In the present study, sex, body mass index, CSF leakage, preoperative JOA score, Cobb angle of the C2-7, C2-7 ROM, cage subsidence, the number of involved segments, and surgical approach were not correlated with postoperative poor outcome. The K-line relatively moved forward and the spinal cord cross-sectional area became narrower during flexion at the disc level.20 We found that the occupying ratio of OPLL was more accurate for identifying predictive factors of postoperative prognosis. Therefore, we did not select K-line as the predictors of poor postoperative outcome. In addition, Chiba et al21 showed that postoperative kyphotic changes in cervical alignment were uncommon after anterior surgery. Therefore, we did not consider the changes of the C2-7 Cobb after surgery. Another finding was that patients with ≥2 of the risk factors (age, occupying ratio of OPLL, and residual ratio of OPLL) were more significantly associated with poor surgical outcome. It is possible that the different studies used different statistical tests, which led to our findings being inconsistent with the results of previous studies.
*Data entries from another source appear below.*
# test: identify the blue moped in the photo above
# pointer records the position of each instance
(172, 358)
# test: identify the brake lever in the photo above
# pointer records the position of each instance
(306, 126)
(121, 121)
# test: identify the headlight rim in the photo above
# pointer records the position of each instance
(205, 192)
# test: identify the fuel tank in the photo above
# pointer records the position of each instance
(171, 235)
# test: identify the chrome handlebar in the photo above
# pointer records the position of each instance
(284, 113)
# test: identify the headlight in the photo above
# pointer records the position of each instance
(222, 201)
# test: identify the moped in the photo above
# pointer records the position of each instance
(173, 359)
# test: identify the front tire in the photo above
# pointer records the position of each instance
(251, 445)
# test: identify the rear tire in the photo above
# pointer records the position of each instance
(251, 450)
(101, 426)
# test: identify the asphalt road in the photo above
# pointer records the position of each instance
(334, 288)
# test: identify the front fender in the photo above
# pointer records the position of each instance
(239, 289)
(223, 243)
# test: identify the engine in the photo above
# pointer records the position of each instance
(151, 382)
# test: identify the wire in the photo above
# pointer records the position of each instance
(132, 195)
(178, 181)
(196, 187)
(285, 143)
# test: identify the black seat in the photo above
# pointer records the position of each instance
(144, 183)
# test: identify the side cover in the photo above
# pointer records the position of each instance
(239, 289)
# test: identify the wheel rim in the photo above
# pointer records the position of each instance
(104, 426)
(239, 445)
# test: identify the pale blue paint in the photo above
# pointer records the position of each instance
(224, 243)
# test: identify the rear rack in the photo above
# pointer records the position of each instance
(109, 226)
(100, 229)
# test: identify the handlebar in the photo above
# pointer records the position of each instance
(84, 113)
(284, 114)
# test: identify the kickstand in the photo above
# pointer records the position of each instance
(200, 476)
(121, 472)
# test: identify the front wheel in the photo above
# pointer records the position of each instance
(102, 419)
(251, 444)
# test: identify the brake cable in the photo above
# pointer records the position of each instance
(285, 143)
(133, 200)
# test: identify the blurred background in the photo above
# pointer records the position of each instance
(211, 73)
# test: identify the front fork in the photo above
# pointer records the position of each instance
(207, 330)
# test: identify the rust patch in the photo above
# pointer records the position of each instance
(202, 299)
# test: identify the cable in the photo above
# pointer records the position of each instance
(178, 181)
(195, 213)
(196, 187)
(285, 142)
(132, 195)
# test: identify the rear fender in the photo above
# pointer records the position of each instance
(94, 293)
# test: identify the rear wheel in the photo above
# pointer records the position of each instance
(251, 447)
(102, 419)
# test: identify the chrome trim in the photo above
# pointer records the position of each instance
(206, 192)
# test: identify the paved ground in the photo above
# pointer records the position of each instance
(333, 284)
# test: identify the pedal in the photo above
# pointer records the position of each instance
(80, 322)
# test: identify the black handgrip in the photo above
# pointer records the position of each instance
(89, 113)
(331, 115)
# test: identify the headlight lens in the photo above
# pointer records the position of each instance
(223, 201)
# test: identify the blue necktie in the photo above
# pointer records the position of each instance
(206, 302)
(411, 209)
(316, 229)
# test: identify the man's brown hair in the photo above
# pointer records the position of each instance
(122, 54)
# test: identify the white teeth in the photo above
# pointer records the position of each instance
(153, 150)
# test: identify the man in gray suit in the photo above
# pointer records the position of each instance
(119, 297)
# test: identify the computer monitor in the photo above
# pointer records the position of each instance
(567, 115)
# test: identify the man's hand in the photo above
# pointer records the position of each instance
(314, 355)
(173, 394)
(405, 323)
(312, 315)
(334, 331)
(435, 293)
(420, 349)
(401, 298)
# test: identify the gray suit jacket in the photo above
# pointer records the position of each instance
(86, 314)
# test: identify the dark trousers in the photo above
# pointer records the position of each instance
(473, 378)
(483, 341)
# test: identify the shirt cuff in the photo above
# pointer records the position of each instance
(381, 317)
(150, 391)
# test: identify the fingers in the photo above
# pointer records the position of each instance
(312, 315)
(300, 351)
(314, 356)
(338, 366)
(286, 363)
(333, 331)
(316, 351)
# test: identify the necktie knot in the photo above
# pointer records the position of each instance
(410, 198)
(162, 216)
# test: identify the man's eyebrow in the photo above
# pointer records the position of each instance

In the present study, several limitations need to be considered. First, there were a limited number of eligible patients, as this was a single-center study. Second, we did not further confirm the relationship between degree of spinal cord injury and poor surgical outcome after removing OPLL. Third, the relationship between adjacent-segment degeneration and clinical outcome could not be clearly evaluated, because the term of our follow-up was limited. Four, the JOA score with patient reports was not considered, which led to the deviation of outcomes. Our study supports that cervical OPLL was directly removed by anterior surgery, but we cannot definitively conclude which is the best surgical procedure for multistage compression of the spinal cord.
Advanced age, high occupying ratio of OPLL, and high residual ratio of OPLL are negative predictors for outcome of surgery in patients with OPLL. Intraoperative CSF leakage is one of the important reasons why OPLL could not be completely removed. The high occupying ratio of OPLL, the K-line (−), and hill-shaped ossification were potential causes of CSF leakage. Therefore, the understanding about the importance of predictive factors can help surgeons cope with unexpected situations and lead to better curative effect.
We thank all patients who took part in this study and provided the information to the authors.
All authors have read and contributed to the submitted manuscript. The authors report no conflicts of interest in this work.